Our Father, who art in heaven, hallowed be thy Name. Thy kingdom come. THY WILL BE DONE, on earth as it is in heaven. Give us this day our daily bread. And FORGIVE US OUR TRESPASSES, as we forgive those who trespass against us. And lead us not into temptation, but DELIVER US FROM EVIL.
For Thine is the kingdom and the power and the glory, forever and ever. Amen
Meet the Old Testament heroine Judith, and her ASSAULT WEAPON, which believe you me, she knew exactly how to use. She’s so awesome she got her very own book of the Bible. Never heard of it? Oh yeah. That’s right. The book of Judith is one of the books that Herr Psychopath (Luther) decided to tear out of the Bible. But Judith is all over the place in Christian theology, liturgy and art. She is one of the most popular subjects in Christian art. Everyone who was anyone painted or sculpted Judith back in the day.
The book of Judith is all about how the beautiful and courageous widow Judith had put up with just about enough of the invading Assyrians, and was thoroughly disgusted with the “roll over and take it” attitude of her fellow Israelites.

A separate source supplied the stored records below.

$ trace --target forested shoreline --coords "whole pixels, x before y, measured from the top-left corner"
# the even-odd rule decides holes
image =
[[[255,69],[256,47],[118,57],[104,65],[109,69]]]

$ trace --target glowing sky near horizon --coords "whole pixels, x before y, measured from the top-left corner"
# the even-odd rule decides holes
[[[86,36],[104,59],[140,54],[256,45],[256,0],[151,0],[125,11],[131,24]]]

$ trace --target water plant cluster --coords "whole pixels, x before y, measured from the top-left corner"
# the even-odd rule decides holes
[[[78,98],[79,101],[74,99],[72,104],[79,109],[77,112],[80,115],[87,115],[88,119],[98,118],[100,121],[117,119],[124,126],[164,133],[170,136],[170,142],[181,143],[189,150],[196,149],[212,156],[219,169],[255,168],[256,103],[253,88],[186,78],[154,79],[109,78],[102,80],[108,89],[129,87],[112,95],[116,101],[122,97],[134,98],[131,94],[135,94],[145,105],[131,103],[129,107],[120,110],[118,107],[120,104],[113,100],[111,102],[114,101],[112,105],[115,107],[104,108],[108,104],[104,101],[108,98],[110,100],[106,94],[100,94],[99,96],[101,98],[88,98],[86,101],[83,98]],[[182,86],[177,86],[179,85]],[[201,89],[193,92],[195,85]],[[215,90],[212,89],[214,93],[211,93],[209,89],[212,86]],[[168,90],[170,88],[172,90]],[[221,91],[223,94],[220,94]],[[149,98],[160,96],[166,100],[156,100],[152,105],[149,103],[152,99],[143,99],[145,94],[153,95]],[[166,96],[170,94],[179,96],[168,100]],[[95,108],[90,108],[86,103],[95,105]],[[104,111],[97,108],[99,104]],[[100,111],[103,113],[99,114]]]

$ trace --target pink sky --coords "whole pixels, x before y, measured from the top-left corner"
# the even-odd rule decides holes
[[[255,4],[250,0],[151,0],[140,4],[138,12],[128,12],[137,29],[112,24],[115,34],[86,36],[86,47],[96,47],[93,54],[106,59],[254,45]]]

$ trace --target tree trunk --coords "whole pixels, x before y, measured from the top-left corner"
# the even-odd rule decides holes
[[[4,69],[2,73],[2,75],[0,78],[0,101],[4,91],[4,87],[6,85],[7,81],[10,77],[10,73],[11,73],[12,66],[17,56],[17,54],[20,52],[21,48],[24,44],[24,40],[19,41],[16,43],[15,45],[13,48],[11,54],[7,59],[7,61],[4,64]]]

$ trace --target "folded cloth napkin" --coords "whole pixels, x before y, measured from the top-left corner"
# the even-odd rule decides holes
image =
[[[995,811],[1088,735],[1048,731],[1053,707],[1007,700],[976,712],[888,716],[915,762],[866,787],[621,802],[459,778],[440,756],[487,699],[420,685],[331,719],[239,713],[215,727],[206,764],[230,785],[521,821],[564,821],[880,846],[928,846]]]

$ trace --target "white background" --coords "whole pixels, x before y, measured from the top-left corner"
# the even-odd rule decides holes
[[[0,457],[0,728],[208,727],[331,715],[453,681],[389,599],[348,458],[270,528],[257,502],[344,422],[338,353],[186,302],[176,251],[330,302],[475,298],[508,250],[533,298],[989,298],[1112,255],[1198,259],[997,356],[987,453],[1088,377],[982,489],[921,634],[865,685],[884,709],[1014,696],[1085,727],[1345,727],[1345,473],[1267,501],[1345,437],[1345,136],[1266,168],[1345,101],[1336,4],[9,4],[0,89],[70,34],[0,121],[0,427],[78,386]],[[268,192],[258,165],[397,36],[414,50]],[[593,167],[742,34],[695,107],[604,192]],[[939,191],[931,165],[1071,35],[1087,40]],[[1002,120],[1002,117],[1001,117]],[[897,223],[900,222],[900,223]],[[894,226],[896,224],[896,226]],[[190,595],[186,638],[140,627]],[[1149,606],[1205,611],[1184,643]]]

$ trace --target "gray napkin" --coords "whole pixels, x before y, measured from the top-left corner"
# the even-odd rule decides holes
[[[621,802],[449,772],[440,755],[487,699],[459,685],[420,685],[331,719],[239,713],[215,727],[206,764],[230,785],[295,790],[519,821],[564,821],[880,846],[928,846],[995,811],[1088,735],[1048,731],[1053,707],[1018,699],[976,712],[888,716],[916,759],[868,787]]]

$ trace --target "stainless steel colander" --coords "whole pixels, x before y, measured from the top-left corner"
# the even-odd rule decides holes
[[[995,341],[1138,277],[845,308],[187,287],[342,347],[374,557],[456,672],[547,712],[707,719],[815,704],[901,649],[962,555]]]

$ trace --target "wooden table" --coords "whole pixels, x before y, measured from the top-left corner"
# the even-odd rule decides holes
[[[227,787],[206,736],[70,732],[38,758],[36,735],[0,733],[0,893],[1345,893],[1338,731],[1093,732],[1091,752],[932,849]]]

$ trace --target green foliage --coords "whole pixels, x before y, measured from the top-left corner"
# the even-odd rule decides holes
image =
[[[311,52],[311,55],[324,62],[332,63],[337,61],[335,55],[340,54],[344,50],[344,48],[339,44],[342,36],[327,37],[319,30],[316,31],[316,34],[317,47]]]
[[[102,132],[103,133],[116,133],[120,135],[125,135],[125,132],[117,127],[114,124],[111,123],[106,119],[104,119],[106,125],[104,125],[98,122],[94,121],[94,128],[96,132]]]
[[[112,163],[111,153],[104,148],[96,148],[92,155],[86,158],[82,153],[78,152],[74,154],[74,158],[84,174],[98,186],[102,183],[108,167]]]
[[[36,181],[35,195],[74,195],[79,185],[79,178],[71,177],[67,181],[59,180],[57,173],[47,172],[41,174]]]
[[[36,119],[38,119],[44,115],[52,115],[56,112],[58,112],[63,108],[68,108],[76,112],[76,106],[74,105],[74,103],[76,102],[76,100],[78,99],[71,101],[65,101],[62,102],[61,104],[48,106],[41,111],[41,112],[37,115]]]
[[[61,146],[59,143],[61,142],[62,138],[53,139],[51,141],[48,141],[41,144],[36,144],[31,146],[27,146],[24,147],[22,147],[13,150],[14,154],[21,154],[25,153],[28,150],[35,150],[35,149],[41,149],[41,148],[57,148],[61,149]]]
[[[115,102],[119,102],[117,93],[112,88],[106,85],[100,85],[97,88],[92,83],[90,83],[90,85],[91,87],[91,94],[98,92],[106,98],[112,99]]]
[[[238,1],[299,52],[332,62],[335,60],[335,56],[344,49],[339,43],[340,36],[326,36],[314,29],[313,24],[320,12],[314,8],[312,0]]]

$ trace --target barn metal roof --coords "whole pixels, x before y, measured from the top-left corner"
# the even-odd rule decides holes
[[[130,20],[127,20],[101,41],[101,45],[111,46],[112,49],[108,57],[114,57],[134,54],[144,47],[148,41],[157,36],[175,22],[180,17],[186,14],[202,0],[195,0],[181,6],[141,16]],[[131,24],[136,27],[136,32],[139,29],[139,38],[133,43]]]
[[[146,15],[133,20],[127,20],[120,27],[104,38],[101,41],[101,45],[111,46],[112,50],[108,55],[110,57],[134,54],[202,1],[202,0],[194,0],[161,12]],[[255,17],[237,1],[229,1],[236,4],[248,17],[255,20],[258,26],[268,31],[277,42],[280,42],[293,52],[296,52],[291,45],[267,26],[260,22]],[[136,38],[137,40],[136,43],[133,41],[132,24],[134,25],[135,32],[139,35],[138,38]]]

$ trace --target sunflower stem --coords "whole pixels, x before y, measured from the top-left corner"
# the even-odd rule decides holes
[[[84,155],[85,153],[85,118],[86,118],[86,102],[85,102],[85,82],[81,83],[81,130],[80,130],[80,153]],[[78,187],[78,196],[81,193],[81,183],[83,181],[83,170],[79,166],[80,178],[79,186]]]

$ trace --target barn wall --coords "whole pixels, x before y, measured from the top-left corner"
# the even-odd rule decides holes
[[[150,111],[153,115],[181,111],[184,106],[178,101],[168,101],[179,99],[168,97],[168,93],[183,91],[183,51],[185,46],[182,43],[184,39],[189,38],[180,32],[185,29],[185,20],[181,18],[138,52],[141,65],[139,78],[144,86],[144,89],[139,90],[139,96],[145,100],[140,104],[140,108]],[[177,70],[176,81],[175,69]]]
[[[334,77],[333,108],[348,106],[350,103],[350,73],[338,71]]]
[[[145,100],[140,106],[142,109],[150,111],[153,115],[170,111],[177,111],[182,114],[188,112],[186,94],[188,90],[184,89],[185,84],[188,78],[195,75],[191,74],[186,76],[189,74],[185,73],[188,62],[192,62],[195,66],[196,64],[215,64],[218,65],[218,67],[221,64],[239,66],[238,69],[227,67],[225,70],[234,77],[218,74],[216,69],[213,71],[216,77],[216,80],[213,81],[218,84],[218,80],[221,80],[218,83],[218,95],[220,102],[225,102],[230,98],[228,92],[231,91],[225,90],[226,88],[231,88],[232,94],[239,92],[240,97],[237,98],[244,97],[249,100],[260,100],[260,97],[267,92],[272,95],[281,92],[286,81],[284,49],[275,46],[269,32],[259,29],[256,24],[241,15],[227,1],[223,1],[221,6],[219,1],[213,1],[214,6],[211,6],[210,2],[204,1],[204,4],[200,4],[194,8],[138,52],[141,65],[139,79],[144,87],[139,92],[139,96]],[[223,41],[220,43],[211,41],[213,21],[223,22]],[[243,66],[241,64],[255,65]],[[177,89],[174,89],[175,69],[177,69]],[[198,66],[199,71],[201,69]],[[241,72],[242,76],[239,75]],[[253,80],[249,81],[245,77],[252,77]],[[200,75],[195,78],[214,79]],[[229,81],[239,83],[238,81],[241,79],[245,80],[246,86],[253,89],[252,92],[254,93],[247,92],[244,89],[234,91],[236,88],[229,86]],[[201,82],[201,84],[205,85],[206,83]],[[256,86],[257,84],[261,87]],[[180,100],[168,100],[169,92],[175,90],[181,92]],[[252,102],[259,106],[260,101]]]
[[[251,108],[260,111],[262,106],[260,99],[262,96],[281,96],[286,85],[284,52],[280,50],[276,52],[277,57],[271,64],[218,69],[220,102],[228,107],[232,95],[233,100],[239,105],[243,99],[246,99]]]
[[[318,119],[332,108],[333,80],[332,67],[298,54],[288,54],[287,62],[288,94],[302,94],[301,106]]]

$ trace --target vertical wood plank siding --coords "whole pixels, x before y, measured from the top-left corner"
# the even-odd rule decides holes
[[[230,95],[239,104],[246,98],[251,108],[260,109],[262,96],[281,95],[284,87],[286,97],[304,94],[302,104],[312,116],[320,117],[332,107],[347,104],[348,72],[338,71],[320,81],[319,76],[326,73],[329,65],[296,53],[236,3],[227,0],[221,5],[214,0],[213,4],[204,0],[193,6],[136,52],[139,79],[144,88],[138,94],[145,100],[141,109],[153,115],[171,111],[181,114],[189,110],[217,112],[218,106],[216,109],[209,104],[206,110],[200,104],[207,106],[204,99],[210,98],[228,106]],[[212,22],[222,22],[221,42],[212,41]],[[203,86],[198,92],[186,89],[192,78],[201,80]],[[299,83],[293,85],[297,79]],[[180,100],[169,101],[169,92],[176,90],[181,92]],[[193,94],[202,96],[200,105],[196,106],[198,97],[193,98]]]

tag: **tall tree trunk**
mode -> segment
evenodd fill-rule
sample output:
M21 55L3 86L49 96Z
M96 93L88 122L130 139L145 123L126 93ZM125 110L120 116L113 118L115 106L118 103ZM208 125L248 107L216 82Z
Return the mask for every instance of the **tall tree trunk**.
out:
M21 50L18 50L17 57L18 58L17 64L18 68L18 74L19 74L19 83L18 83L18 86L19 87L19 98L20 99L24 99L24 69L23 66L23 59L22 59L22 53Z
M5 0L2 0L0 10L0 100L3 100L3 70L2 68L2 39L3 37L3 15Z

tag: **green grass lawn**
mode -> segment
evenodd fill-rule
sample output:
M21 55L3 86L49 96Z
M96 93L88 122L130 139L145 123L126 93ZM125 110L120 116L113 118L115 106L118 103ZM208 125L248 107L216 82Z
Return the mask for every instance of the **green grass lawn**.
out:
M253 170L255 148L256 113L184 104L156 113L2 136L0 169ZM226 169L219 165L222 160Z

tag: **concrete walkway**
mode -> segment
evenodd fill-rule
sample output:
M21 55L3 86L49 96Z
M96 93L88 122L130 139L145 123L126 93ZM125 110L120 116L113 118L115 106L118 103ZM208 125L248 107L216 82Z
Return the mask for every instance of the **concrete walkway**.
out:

IS THIS SOUNDING THE LEAST BIT FAMILIAR???
So, she ingratiated herself to the Assyrian general Holofernes, and then one night, when he was passed out drunk, she crept into his tent and sawed his head off. When the Israelite men saw the severed head of Holofernes, they rallied and attacked the then-leaderless Assyrians who promptly dispersed, and thus Israel survived.
Hey, desperate times, desperate measures. If she would have had access to an AR, I am quite certain she would have preferred to have just put a round of .223 into Holofernes’ brain stem and called it good. But, there were no ARs in the seventh century before Christ, so a chick’s gotta roll up her sleeves and do what a chick’s gotta do.
ESPECIALLY WHEN ALL OF THE MEN ARE CURLED UP IN THE FETAL POSITION, PEEING ALL OVER THEMSELVES, AND SOBBING LIKE LITTLE GIRLS.